The Vice-Chancellor also made it clear that these current figures “do not include any provision at this stage for the consequences of Brexit, possible increases to USS pension contributions, or the possible impacts of the Augar review on undergraduate fee income”, which may raise concerns that there may be further devastating income reductions or expenditure increases to come as the tumultuous political sphere begins to settle in the wake of the events of the last six months and the near future.

In order to mitigate these worrying projections, the University has already put into place a calculated approach of cost-saving measures during the UK’s lockdown period, which include:

  • A reduction in some university operations including temporary building closures and reduced maintenance
  • A pause on non-contracted or non-critical capital expenditure programmes for development of our estate
  • A freeze on non-business critical recruitment
  • A programme of non-essential spending reductions
  • Savings from the halting of all domestic and international travel

It is currently anticipated that by the end of the next financial year, these moves will generate savings of £48.3m for the University, however this leaves a remaining shortfall of £54.3m, financial implications that could have significant consequences for the new college developments on Heslington East Campus, about which the University has been contacted.

Vice-Chancellor Jeffrey states that “we must now urgently focus on protecting the immediate and long term future of the University by developing strategies to maximise income and control costs”, plans which include the development of new strategies surrounding the delivery of teaching in the 2020/21 academic year. The University is said to be “engaging creatively with applicants and offer-holders to underline that we will offer a high quality and supportive experience through what is likely to be a mix of on campus and online education” in order to provide both current and incoming students with security and protect fees income as best as possible.

This is the start of a long and difficult process however, with further cutbacks and greater uncertainty for members of the University community strongly alluded to. Jeffrey writes that “we cannot, at this stage, rule out difficult decisions on staffing costs. We will, though, as I have stressed, do what we can to protect jobs wherever possible, with the wellbeing of our staff and students at the forefront of our thinking.”

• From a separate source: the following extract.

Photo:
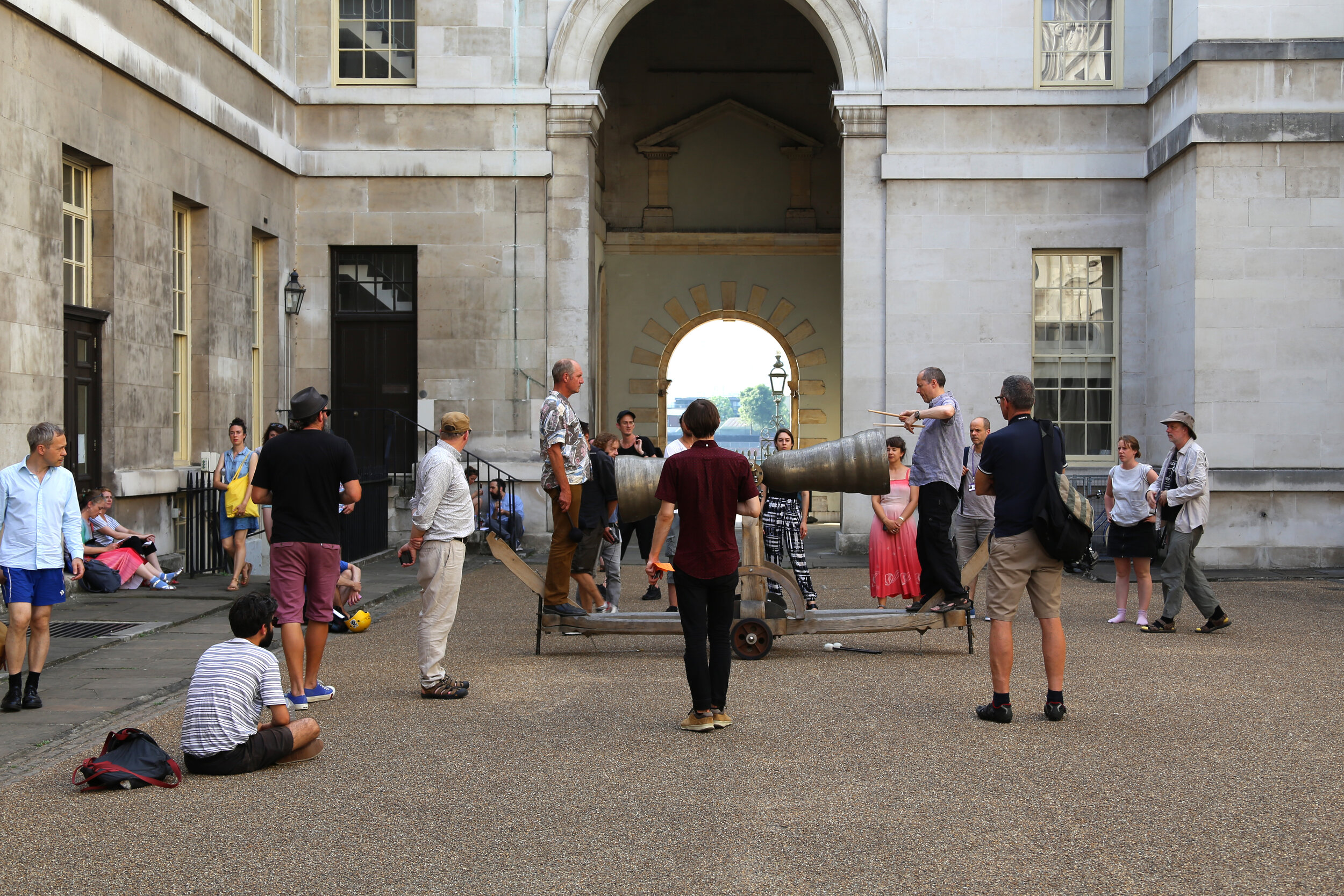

The Vice-Chancellor reassured recipients that the University remains in a healthy financial position in relation to many other UK universities facing the same crisis, saying that “I and the University Executive Board believe we must be open and transparent . . . about the situation we find ourselves in so we can all work together to address these challenges with the mutual trust and respect that is a hallmark of this University.”

There was however a clear tone of resilience within the upper levels of management, with a parting message of reassurance to recipients about the tough times which lay ahead. “We are an excellent university," writes Jeffrey, "I have every confidence in our ability to tackle these and any future challenges ahead of us. The collective commitment we have shown in the last weeks in responding to the lockdown has been extraordinary. We now need to focus that collective commitment on the challenges of the next years. Each one of us will have a part to play.”

Nouse contacted the University for comment on whether there were additional contingency plans in place to protect the future of the University should the 'pessimistic outcome' of 28% income shortfall be exceeded, to which it responded:

“We have taken immediate action where we can to help mitigate the financial impact of the COVID-19 pandemic.

“We are keeping the measures we have put in place under constant review and we will adjust our financial forecasting in response to new information on student recruitment or new Government policies.

“Our key priorities are the wellbeing of our students and staff and to protect jobs wherever possible.”

This will remain a fast-evolving situation for the foreseeable future and the current measures are to remain under constant review as a result. A long process of damage limitation and financial stabilisation lies ahead.